司馬:明治維新のとき、イギリス帝国主義は安定政権が欲しかったわけや。安定政権が出ないと、日本と貿易ができないから。帝国主義というのは商売やから、貿易による収入がないから薩長を応援した。幕府ではだめと。ところがフランスは、まだいまの日本みたいな段階やから、内乱が起こって儲かったらええやないかというところがある。だけどイギリスは、さすがに帝国主義の先進国やから、早く安定してくれ、早く安定してくれというので薩長グループを応援したわけやね。
 いまの朝鮮半島だって、安定政権を望むことが帝国主義でしょう。

小田:朴ではなくて別なやつにかけるわけだ。

司馬:あるいは南北統一する遠い将来にかけて、安定政権を求めることで、いがみ合わせることが帝国主義じゃない。これがもし帝国主義だとしたら、これも擬帝国主義で、政商的帝国主義で、その場限りの金儲けや。おれが儲けたらしまいというやつで、国家レベルで考えているわけじゃないでしょう。

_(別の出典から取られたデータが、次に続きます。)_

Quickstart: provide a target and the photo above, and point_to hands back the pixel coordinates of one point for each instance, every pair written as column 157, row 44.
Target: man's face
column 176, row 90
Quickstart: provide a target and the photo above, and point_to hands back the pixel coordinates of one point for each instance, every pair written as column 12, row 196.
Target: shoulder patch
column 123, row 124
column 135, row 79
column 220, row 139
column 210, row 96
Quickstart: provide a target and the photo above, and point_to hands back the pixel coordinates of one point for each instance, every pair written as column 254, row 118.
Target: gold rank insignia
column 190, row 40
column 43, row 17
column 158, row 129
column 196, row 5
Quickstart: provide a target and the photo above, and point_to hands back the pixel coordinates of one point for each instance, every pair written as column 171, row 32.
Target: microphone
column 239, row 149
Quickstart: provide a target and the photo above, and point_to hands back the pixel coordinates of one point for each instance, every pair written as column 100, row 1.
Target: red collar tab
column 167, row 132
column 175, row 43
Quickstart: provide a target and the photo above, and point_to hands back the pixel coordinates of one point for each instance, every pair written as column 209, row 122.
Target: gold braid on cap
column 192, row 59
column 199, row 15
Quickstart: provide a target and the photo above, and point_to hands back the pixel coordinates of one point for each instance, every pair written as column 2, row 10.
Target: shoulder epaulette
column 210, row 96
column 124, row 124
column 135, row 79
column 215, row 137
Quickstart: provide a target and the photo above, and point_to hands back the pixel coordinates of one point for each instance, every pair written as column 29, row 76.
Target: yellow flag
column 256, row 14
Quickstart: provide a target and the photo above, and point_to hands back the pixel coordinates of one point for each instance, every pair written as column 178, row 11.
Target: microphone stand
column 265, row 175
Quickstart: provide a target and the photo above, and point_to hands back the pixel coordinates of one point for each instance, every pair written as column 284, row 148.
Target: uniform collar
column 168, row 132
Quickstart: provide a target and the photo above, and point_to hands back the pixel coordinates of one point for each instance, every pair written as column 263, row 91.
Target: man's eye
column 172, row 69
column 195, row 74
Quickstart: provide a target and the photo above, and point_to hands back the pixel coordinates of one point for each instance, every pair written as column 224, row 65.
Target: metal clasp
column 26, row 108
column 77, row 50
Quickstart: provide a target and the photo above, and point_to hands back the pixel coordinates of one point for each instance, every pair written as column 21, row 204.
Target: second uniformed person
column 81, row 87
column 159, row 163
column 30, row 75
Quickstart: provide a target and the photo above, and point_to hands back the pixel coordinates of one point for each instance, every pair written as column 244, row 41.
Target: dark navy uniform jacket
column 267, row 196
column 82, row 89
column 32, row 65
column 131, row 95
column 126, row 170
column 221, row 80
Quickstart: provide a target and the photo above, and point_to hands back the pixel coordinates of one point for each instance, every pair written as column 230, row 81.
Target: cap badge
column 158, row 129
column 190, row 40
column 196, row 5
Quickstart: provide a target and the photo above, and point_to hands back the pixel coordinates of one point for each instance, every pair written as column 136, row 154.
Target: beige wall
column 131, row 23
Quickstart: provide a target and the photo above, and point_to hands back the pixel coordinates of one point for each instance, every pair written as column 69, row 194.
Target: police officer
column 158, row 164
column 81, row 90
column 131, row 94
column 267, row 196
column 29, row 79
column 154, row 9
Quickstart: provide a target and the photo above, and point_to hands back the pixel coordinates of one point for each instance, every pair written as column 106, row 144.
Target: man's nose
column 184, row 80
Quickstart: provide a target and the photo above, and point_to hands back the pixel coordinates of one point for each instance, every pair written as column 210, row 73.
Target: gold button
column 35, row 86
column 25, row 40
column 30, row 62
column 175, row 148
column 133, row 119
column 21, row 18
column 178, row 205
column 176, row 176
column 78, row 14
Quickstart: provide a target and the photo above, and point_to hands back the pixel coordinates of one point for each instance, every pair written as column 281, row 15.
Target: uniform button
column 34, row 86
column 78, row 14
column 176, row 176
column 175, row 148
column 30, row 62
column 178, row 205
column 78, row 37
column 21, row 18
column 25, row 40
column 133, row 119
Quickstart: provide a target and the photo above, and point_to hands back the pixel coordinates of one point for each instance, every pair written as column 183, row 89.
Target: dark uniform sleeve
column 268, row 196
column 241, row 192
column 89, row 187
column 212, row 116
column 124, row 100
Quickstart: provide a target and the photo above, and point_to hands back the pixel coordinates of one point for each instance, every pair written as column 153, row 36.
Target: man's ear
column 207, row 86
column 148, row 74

 朝鮮半島の安寧こそわれわれの儲けになりますということがあったら、初めて19世紀のイギリスになれるわけで、そこまで無論いっていない。それで朴正煕にばっかりかけている。

小田:それはこういうことなんだ。1960年ぐらいまでは、先進諸国が力を回復する段階でしょう。その間隙を縫って新興諸国があらわれる。つまり、アジア・アフリカ・・・A・A時代と言われるようなものが出てくるわけですね。で、1960年ぐらいで、いわゆる先進国は力を回復して、そこから新植民地時代が始まるけれども、いわゆる先進国は二つの危機を持っているわけです。

 一つは、社会主義諸国が昔みたいに弱くない。ものすごく勃興してくるでしょう。それと対決せないかんという東西関係が出てくる。

 もう一つは、もう少し後に出てくるけど、南北問題がある。初めは貧乏な国だからばかにしていたら、資源がある。そういう危機にいま直面しているわけ。

 東西危機はいまデタントとか何とか言って回避している。中国は怒っているけれども、これは第三世界にくみするから怒るわけですね。一応そこでごまかすわけ。ほんとうの危機は第三世界との対立にあると思っていることでしょう。そこが出てきていると思うんですよ。なりふりかまわず、とにかくやらなきゃだめじゃないかという感じを持っているな。防衛線として守らなきゃいかんと見てる。だからアメリカがいちばんいいでしょうね。

 そうすると、そこでまさに資本主義は崩壊しつつあるわけ。だから明治時代のイギリスの賢明な資本主義で操縦できない時代が来ているんじゃないかと思う。つまりうまいこと安定してやっていこうとするが、しかし、できないかもしれないという危機意識みたいなものがすごくあると思う。だからアフリカでの動きなどを見てても、損なことをやっているでしょう。たとえば南アフリカに賭けてみたり。そんなのは損だよ、安定政権をつくったらいいんだから。


これらを見ると、お二人にしてもソ連崩壊の予兆を感じていないわけで・・・・
逆に、ソ連崩壊の衝撃がより大きく思い出されますね。